The flashback protector is particularly suitable for use in gas turbine aero engines but may be used in any situation where flashback protection is required. Examples include petrochemical and gas installations, appliances or pipelines, fuel cells, welding apparatus or any other application where a flammable or explosive gas is used.

Claims

1. A flashback protector for limiting the propagation of a flame towards a fuel supply, the flashback protector comprising:

a downstream side and an upstream side defining a flow path between them,

a magnetic-field generator arranged to generate a magnetic field across the flow path, the magnetic-field generator comprises a first pole piece having a cavity within which a second pole piece is located in such a way that an opening is formed between the first and second pole pieces which in use provides the flow path for the fluid and across which the magnetic field is generated,

wherein when in use and a flashback occurs fluid flows in the flow path towards the fuel supply through the magnetic field, which then induces a flow of current in the fluid, thereby generating a force on the fluid in a direction away from the fuel supply, wherein the flow path is in the form of a closed loop in a plane perpendicular to the flow direction such that in use the induced current can flow entirely within the fluid.

2. A flashback protector according to claim 1, wherein the first pole piece is generally annular and the second pole piece is generally cylindrical, the first and second pole pieces being concentric, so that the flow path is annular in a plane perpendicular to the flow direction.

3. A flashback protector according to claim 1, wherein the magnetic-field generator comprises first and second electromagnets, each including a pole piece and a winding.

4. A flashback protector according to claim 1, wherein the magnetic-field generator comprises first and second permanent magnets.

5. A flashback protector according to any claim 1, wherein the magnetic-field generator is arranged to generate a magnetic field that is stronger at the downstream side than the upstream side.

6. A flashback protector according to claim 1, wherein the flashback protector is positioned in a fuel supply line between a fuel supply and a combustion chamber.

7. A gas turbine engine comprising a flashback protector according to claim 1.

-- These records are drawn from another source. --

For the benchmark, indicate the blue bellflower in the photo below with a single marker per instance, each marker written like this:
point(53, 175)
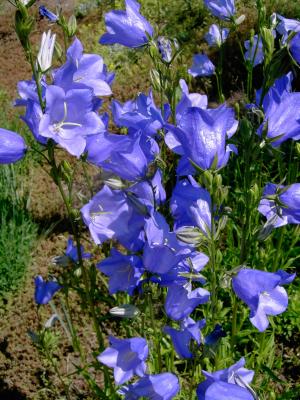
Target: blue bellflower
point(181, 300)
point(284, 205)
point(124, 271)
point(12, 147)
point(223, 9)
point(126, 356)
point(235, 378)
point(128, 28)
point(202, 66)
point(44, 291)
point(201, 137)
point(263, 293)
point(163, 386)
point(110, 214)
point(83, 70)
point(190, 330)
point(69, 118)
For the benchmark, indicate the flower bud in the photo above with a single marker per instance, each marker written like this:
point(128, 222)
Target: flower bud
point(125, 311)
point(12, 147)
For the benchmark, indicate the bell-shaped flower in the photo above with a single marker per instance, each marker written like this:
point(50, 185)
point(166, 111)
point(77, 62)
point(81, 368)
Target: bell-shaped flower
point(128, 156)
point(110, 214)
point(12, 147)
point(69, 118)
point(44, 291)
point(124, 271)
point(255, 51)
point(263, 293)
point(287, 25)
point(163, 386)
point(201, 136)
point(188, 100)
point(190, 330)
point(202, 66)
point(126, 356)
point(223, 9)
point(191, 205)
point(82, 70)
point(281, 122)
point(295, 47)
point(44, 12)
point(128, 28)
point(44, 58)
point(236, 376)
point(216, 36)
point(281, 205)
point(162, 250)
point(181, 300)
point(139, 114)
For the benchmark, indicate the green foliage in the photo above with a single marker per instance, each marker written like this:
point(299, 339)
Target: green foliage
point(17, 230)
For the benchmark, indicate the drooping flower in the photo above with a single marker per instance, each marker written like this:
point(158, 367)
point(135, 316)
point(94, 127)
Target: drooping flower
point(44, 291)
point(163, 386)
point(295, 47)
point(235, 378)
point(44, 12)
point(128, 28)
point(223, 9)
point(139, 114)
point(124, 271)
point(126, 356)
point(181, 300)
point(281, 205)
point(110, 214)
point(44, 58)
point(281, 122)
point(202, 66)
point(255, 51)
point(69, 119)
point(83, 70)
point(191, 205)
point(190, 330)
point(12, 147)
point(128, 156)
point(201, 137)
point(216, 36)
point(263, 293)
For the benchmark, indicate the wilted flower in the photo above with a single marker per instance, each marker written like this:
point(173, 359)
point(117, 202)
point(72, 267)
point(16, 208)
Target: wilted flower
point(163, 386)
point(124, 271)
point(69, 118)
point(216, 36)
point(44, 291)
point(44, 58)
point(12, 147)
point(202, 66)
point(44, 12)
point(281, 204)
point(201, 137)
point(126, 356)
point(223, 9)
point(128, 28)
point(190, 330)
point(255, 51)
point(233, 382)
point(262, 292)
point(181, 300)
point(110, 214)
point(82, 70)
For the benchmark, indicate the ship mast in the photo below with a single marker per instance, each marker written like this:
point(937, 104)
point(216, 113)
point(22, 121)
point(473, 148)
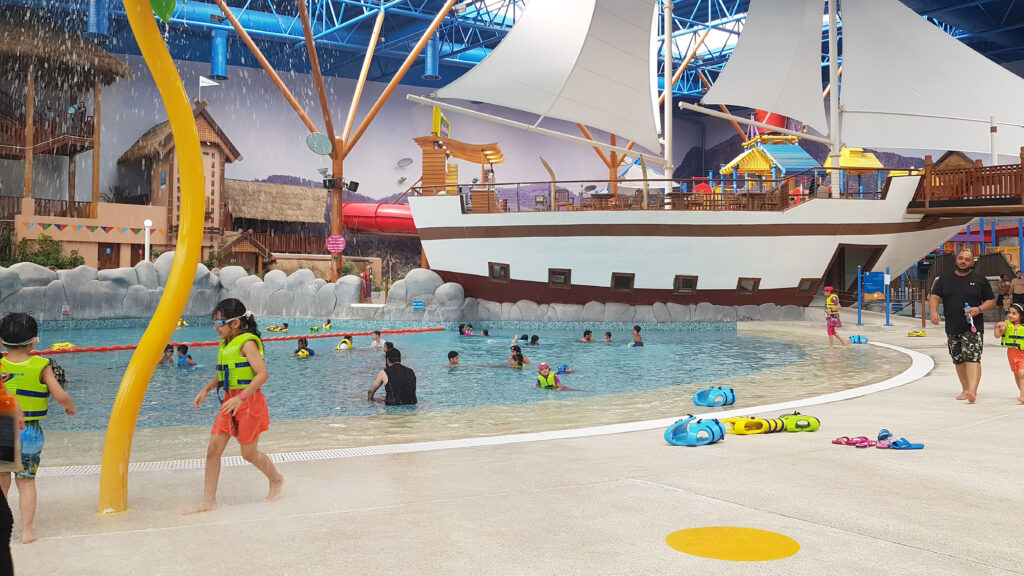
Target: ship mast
point(670, 168)
point(834, 152)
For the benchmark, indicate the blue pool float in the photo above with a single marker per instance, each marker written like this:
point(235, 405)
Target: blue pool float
point(719, 396)
point(694, 433)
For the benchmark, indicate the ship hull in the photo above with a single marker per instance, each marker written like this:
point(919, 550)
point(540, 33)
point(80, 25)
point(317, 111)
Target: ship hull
point(815, 241)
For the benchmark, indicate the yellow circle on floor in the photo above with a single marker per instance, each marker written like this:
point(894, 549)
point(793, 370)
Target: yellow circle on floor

8. A method of limiting the propagation of a flame towards a fuel supply, comprising:

providing a magnetic-field generator comprising a first pole piece having a cavity within which a second pole piece is located in such a way that an opening is formed between the first and second pole pieces which in use provides a flow path for a fluid and across which a magnetic field is generated,

generating the magnetic field across the flow path defined between a downstream side and an upstream side, such that when a flashback occurs fluid flows towards the fuel supply through the magnetic field, which then induces a flow of current in the fluid, thereby generating a force on the fluid in a direction away from the fuel supply, wherein the fluid flows in a closed loop in a plane perpendicular to the flow direction and in use the induced current flows entirely within the fluid.

9. A method according to claim 8, wherein the closed loop is generally annular.

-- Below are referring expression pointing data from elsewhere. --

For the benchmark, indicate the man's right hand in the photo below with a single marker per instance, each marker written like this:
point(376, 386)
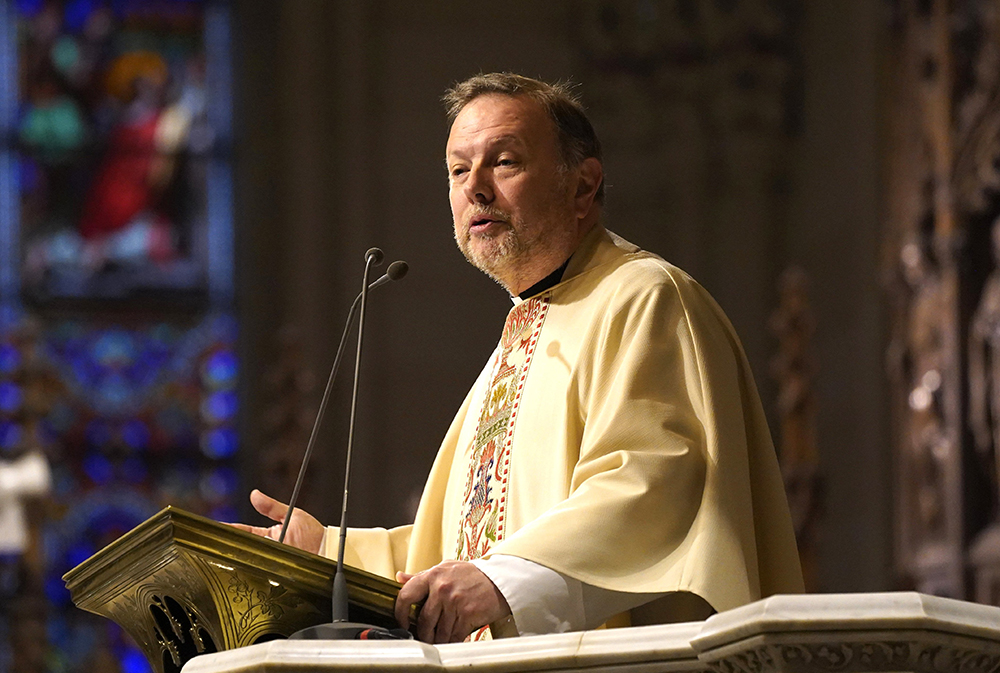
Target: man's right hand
point(304, 531)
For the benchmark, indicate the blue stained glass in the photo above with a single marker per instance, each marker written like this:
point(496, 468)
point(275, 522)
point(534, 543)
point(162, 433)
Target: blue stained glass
point(219, 483)
point(98, 432)
point(220, 406)
point(10, 358)
point(29, 175)
point(77, 13)
point(219, 443)
point(114, 349)
point(10, 434)
point(115, 394)
point(99, 469)
point(135, 434)
point(220, 369)
point(10, 397)
point(30, 8)
point(133, 661)
point(134, 471)
point(79, 553)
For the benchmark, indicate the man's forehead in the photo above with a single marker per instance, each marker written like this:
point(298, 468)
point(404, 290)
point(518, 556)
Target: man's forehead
point(498, 119)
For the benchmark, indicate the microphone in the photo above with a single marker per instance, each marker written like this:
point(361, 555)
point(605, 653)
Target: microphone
point(395, 271)
point(341, 628)
point(375, 256)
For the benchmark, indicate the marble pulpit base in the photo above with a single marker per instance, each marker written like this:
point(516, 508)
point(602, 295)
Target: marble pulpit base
point(820, 633)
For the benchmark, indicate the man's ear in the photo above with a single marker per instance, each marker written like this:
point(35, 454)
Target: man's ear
point(591, 176)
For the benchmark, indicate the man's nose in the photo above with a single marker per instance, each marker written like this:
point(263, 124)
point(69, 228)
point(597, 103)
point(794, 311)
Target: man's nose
point(479, 186)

10. A method according to claim 8, wherein the magnetic field is generated by electromagnets.

11. A method according to claim 8, wherein the magnetic field is generated by permanent magnets.

12. A method according to claim 8, wherein the magnetic field is stronger at the downstream side than the upstream side.

13. A method according to claim 8, wherein the flashback flows through the flow path towards the fuel supply from a combustion chamber.